Eğer bir çocuk desteklenip yüreklendirilmişse, Kendine güven duymayı öğrenir.
Eğer bir çocuk övülmüş ve beğenilmişse, Takdir etmeyi öğrenir.
Eğer bir çocuk hakkına saygı gösterilerek büyütülmüşse, Adil olmayı öğrenir.
Eğer bir çocuk güven ortamı içinde yetişmişse, İnançlı olmayı öğrenir.
Eğer bir çocuk kabul ve onay görmüşse, Kendini sevmeyi öğrenir.

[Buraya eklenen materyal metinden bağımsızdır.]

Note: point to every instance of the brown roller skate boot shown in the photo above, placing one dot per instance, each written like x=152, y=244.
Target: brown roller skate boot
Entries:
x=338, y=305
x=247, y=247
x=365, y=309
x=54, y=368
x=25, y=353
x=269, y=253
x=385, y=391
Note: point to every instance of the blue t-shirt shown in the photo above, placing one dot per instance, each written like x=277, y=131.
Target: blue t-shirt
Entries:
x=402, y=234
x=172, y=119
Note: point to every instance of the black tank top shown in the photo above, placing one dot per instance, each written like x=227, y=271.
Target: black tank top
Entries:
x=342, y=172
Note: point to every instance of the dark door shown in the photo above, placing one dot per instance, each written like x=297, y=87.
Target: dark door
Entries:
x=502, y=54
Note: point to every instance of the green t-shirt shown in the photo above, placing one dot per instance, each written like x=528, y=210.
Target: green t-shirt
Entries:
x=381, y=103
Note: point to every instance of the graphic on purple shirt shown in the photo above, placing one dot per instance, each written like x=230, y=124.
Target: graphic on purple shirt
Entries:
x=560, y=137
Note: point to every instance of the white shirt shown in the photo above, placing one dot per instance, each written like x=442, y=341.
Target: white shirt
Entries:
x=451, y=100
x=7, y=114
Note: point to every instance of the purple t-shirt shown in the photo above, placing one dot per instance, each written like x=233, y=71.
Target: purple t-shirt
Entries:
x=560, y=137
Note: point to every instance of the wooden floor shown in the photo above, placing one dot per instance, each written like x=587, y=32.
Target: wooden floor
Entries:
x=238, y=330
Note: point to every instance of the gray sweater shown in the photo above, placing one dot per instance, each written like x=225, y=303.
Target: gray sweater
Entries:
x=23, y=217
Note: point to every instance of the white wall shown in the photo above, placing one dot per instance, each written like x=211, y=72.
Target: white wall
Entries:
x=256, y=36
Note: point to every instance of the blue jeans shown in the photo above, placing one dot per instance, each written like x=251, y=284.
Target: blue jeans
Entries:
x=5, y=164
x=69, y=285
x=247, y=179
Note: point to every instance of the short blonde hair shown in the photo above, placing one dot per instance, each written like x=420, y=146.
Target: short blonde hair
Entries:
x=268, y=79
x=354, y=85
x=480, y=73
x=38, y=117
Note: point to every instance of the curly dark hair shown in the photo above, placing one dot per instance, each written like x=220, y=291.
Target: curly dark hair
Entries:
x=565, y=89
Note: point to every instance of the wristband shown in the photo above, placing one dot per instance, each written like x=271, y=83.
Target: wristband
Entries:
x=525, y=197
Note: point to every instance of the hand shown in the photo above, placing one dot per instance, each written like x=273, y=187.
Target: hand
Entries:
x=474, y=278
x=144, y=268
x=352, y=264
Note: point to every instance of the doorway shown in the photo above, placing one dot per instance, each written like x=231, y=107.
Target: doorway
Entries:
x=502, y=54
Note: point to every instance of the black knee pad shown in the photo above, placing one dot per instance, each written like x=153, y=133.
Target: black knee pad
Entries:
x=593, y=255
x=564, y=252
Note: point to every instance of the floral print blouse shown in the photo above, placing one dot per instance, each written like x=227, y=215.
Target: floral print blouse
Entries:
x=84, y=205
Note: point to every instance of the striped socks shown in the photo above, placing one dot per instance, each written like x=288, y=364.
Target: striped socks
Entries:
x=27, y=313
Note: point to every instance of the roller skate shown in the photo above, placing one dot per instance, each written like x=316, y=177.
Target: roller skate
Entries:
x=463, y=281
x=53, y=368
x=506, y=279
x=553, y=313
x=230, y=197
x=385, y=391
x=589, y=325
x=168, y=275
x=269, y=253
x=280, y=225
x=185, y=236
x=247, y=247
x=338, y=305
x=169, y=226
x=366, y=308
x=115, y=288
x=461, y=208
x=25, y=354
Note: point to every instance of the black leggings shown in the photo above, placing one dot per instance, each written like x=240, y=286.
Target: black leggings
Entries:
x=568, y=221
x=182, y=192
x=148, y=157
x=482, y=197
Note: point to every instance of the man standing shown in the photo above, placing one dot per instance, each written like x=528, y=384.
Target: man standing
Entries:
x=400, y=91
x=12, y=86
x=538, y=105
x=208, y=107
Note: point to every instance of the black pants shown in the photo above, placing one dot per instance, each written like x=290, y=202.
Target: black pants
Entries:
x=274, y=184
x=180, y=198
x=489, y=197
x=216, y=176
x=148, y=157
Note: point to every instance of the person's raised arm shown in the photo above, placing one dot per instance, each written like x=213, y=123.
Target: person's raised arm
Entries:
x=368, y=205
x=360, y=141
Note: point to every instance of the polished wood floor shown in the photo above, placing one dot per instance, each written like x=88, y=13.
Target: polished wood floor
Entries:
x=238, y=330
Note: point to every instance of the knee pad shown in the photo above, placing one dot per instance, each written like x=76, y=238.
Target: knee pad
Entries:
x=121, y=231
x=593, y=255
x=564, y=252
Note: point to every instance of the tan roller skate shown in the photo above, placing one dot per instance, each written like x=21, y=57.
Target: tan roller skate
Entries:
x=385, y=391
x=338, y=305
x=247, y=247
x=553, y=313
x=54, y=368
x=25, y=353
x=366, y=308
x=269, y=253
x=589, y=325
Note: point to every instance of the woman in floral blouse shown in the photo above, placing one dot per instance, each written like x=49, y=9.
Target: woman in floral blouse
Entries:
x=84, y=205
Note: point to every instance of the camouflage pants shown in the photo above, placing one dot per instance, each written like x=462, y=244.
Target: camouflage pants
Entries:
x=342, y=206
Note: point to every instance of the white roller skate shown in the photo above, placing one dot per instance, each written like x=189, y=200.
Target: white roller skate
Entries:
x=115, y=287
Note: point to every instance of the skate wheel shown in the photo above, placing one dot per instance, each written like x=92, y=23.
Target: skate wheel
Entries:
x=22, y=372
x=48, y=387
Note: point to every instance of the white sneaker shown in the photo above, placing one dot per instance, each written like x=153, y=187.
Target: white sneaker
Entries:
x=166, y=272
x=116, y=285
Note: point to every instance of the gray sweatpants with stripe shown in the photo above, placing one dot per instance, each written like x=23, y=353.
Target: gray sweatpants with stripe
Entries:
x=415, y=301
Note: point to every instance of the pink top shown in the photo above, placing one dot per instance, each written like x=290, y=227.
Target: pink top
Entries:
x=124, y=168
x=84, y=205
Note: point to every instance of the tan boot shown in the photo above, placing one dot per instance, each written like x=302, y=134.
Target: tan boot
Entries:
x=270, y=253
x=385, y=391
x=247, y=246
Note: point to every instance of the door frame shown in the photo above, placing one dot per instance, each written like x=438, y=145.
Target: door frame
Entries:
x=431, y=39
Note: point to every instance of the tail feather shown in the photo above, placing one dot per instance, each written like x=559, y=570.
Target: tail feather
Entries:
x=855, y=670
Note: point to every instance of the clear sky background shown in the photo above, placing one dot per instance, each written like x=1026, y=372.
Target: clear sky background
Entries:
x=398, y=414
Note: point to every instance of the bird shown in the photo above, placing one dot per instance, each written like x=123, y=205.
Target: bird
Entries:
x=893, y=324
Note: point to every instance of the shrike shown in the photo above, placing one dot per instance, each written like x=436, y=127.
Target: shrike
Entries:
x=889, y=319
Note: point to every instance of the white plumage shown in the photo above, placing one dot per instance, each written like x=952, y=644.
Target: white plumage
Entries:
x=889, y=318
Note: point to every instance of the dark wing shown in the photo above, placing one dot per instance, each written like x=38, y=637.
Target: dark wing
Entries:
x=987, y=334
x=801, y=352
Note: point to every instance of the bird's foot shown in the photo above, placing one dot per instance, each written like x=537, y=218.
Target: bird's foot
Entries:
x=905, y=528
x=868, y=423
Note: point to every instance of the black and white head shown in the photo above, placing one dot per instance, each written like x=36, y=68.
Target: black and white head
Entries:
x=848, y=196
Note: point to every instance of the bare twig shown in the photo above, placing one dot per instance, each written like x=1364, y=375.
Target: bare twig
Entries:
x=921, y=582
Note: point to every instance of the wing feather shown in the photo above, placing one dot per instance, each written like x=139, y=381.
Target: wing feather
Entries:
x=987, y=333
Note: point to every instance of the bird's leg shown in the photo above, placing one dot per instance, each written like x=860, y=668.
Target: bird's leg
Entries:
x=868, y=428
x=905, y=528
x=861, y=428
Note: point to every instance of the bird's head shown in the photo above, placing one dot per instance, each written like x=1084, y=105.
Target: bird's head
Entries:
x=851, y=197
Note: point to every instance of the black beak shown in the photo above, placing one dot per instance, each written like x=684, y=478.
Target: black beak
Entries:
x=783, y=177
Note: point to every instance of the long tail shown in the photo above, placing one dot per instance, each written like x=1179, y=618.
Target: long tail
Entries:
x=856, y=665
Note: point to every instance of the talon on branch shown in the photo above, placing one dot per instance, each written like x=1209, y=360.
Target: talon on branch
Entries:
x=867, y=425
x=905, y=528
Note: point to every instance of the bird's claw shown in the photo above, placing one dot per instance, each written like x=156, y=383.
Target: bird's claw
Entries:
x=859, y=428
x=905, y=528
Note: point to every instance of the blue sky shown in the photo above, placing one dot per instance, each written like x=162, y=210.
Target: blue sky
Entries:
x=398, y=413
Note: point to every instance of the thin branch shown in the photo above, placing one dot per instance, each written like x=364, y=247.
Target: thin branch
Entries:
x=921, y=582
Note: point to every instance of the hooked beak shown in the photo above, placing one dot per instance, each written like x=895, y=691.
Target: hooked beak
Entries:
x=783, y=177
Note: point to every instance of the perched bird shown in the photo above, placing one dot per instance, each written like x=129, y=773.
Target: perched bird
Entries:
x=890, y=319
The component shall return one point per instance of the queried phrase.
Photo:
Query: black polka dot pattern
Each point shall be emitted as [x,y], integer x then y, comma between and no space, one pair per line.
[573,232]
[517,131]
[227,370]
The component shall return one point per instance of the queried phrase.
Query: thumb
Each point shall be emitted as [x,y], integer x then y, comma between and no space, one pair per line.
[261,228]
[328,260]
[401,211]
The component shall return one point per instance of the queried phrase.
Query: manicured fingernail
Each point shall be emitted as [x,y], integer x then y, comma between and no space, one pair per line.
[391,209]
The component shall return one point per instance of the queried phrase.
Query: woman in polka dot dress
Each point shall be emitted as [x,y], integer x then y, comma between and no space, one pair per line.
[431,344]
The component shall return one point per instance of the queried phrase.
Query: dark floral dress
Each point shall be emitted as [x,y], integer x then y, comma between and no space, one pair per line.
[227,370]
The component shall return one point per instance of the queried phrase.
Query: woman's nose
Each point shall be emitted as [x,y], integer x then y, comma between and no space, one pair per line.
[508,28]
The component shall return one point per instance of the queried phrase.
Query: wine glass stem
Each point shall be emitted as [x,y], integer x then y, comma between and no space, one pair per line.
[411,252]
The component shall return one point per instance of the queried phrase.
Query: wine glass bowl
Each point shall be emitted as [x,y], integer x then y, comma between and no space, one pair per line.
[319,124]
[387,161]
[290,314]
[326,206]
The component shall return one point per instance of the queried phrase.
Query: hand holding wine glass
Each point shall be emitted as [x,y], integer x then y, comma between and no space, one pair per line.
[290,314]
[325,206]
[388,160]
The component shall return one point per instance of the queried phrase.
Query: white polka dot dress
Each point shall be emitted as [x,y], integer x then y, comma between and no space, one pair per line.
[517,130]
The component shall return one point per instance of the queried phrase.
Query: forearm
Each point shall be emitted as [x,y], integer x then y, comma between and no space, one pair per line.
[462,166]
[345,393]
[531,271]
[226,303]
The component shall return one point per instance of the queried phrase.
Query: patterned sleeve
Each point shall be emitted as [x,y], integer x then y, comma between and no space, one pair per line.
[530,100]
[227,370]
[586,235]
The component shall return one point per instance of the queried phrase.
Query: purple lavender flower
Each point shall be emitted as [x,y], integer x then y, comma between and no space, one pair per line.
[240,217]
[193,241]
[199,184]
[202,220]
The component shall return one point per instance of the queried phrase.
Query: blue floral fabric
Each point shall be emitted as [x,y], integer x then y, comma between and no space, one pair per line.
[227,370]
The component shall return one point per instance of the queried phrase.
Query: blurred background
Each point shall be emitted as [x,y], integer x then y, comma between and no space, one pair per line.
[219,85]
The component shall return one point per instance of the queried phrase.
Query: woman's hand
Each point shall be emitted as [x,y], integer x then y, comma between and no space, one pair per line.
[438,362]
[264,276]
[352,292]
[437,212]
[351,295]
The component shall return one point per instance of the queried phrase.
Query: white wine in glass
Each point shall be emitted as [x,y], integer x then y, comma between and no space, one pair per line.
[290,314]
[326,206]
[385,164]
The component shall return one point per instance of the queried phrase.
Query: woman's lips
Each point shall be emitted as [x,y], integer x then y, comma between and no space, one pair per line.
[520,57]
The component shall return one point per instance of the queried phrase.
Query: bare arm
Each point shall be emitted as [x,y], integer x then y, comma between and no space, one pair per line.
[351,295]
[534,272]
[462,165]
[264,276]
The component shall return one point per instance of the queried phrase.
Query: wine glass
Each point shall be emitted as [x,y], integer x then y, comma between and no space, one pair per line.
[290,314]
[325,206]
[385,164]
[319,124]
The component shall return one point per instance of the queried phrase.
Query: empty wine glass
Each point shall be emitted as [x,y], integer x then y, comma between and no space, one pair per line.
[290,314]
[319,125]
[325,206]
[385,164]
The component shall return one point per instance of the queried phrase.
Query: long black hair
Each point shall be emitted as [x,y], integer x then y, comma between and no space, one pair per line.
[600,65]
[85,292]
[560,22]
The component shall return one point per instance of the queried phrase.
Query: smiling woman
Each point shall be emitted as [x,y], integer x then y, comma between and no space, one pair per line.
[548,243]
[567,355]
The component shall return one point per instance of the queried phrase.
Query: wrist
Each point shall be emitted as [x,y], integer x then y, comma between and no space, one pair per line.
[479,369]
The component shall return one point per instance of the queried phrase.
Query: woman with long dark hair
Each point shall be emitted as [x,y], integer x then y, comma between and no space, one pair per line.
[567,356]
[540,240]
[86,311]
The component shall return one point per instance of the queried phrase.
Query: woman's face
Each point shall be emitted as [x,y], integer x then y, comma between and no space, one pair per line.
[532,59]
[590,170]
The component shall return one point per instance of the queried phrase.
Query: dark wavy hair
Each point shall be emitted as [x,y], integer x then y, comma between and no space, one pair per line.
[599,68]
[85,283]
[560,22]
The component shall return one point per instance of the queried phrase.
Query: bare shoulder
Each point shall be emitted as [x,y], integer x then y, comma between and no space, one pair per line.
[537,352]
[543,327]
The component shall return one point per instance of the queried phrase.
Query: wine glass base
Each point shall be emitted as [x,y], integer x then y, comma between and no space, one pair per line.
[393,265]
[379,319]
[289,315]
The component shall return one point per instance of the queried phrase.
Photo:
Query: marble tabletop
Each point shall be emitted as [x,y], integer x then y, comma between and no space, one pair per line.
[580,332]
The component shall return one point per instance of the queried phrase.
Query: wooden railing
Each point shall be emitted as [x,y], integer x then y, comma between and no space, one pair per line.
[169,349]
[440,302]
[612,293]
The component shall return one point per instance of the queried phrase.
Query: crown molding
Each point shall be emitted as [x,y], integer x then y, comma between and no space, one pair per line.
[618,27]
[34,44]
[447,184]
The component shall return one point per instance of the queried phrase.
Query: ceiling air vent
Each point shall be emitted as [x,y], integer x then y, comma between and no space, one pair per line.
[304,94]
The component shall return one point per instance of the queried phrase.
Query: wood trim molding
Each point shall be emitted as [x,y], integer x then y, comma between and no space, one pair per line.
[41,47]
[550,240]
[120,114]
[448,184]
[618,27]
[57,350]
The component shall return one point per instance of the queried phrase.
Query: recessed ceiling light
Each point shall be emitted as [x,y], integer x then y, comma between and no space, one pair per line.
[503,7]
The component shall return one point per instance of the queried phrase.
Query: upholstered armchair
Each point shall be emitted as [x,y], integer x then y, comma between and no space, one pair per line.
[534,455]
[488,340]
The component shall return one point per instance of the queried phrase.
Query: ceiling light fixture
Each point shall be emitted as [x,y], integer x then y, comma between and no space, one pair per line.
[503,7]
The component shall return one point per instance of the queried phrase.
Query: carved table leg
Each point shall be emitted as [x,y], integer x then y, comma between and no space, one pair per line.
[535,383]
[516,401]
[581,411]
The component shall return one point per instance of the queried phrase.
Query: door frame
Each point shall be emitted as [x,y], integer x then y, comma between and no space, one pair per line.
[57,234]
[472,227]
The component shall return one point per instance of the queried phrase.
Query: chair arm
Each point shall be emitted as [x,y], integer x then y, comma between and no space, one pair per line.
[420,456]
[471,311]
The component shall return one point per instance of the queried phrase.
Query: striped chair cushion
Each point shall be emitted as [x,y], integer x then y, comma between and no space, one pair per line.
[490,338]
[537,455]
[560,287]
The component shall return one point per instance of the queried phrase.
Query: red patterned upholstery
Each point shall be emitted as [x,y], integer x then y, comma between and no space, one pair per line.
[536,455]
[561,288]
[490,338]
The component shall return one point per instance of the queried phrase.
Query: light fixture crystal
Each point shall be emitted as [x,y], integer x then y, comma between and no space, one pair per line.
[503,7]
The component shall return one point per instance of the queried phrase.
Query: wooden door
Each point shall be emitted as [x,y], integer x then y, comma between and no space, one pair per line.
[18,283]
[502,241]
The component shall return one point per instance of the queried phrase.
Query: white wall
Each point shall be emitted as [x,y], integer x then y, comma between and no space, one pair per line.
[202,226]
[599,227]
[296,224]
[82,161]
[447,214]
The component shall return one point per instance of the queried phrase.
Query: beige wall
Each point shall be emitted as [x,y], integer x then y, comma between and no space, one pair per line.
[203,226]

Eğer bir çocuk aile içinde dostluk ve arkadaşlık görmüşse, Mutlu yaşamayı öğrenir."
Dorothy Law Nolte
Hep şuna inanmışımdır: çocuklar ailelerini yansıtan gerçek bir aynadır; bir o kadar da kırılgandırlar. Bizler, ebeveynler olarak onlara neyi yaşatırsak, nasıl bir ortamda büyütürsek onlar da buna uygun bir kişilik yapısı geliştirerek ortama adapte olurlar. Çocukları yargılamak, onları yapamadıklarıyla yüzleştirmek ve bu sorunları sadece onların sorunlarıymış gibi göstermek, birçoğumuzun yaptığı bir davranış şeklidir. Peki, bu davranış tarzı acaba doğru mudur?
Çocuklarımızı fark etmeden nasıl olumsuz etkiliyoruz; gelin hep beraber bakalım. Kısaca Erikson’un psikososyal gelişim dönemlerinden söz etmek istiyorum:
1- Güvene Karşı Güvensizlik (0-1 yaş aralığı): Eğer anne, bebeğinin ihtiyaçlarını sevgi ile zamanında ve düzenli karşılarsa güven duygusu oluşur. Altını zamanında temizler, karnını zamanında doyurur, sık sık kucaklayıp onunla sevgiyle ilgilenirse bebekte “Ben değerliyim, seviliyorum.” duygusunu uyandırır. İhtiyaçları çözülen bebek, hem annesine hem de kendisine güvenir.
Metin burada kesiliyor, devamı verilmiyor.